瞑想/死
四月初旬、友人が亡くなった。
かつてオウム真理教に出家していた同じ元信者だった。教団を出てからも、ときどき会って話をすることがあった。出家していた者が脱会すると、現世での生活をゼロから再建するところからはじまる。それぞれなんらかの精神的ダメージや喪失感を抱えながら、過去を封印して生きていかなくてはならない。数年たって生活が落ちついてからは、彼女とも近況をメール交換するくらいで、会うことも自然になくなったが、教団が崩壊していく大混乱のときを、同じ場所で肩を寄せ合うように過ごしたせいか、特別なつながりを感じていた。
今年に入ってから、わたしはよく瞑想をするようになった。今になって振り返ると、この変化も、友人の闘病とその後の死と無関係ではなかったのかもしれない。「瞑想/蓮華座」に書いたとおり、座法を組むとすぐに姿勢が固定されて深い意識に入っていく。われながら「いったいなにが起こっているのだろう・・・」と不思議だった。
亡くなったという知らせがあってから、時間を見つけては自室で坐った。
その日、座法を組んだ途端だった。そのとき、瞬時に、あらゆる人の人生の全部がそこにあるのを見た。生活、活動、さまざまな思考、感情、感覚、そういうものの複合体だった。素晴らしく良いものも、普通のものも、悪いものも、悲惨なものも、すべてがそこにある。わたしは湖の底のようなところからそれを見た。見た瞬間、一切が、影のような、夢のようなものだということを知った。もしかすると湖はわたしだったのかもしれない。
ヨーガや仏教では「すべては幻影」「空」だと説く。オウムにいた頃は自分でもよく口にしていたし、指導する立場でそう教えてもいた。でもそれは観念的な理解に過ぎなかったのだろう。この世のどこかになにか確かなものがあるのではないかという期待が、わたしのなかにまだあったのだと思う。人生はそれ自体に意味があるはずだということ。だれもが容易に触れることはできないかもしれないが、幽玄ななにか、秘されたなにかがあるのではないか。わたしがオウム真理教について長年考え続けてきたことも、そんな期待という愛著があったからだろう。

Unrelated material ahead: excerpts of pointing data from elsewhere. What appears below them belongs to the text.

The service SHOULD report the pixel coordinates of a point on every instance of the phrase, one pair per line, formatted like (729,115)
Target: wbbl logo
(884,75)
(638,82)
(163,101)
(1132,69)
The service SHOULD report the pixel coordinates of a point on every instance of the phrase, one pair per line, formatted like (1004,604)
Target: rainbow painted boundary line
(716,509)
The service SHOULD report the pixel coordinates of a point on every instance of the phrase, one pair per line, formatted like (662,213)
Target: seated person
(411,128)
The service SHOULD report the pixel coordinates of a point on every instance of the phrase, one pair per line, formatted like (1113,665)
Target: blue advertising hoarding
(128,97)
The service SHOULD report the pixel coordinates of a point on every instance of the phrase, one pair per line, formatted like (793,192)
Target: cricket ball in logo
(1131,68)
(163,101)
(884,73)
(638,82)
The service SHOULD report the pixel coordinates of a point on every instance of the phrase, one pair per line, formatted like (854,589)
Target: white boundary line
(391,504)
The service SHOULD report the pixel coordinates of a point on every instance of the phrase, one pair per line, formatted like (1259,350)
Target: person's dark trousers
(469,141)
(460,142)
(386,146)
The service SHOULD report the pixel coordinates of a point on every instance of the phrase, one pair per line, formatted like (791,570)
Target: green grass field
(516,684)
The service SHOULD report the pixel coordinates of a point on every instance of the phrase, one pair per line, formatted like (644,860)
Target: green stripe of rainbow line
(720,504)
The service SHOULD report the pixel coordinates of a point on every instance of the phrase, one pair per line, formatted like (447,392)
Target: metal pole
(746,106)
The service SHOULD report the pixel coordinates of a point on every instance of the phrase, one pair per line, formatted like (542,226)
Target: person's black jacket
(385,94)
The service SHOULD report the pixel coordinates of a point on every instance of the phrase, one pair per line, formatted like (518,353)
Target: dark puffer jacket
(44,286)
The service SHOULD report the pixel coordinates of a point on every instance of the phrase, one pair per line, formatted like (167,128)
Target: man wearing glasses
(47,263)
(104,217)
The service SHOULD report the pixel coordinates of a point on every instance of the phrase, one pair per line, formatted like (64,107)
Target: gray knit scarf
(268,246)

しかし、そこから見ると、なにもないことを知る。ありとあらゆるものは、移ろいゆく影のようなもので実体はない。例外なく、徹頭徹尾、完膚なきまでに、ない、ということ。人生という夢から「はっ」と覚めたような静かな衝撃。そのとき意識は完全にすべてから離れている。おそらく瞑想修行をしていた人なら、生を終えて死の世界に入った瞬間に、自分の人生全体をこんなふうに見て、心の底から「ああ、夢だったんだ・・・」と知るのだろう。
瞑想を終えて、亡くなった友人も今それを経験しているのではないかと思った。
あらゆるものごとは変化する。
生じては滅し、生じては滅しを繰り返している。
例外はひとつもない。
無常。
ゆえに、とらわれるなら、
一切皆苦。
*****
友人の死から二か月が過ぎた。わたしが「こんなことあったんだよ」と、たわいもない話を書いてメールすると、いつも気持ちのこもった長い返事をくれる人だった。best-friend という彼女のアドレスに、もうメールを送ることはできない。それが、ほんの少しだけさみしい。
さようなら、法友よ。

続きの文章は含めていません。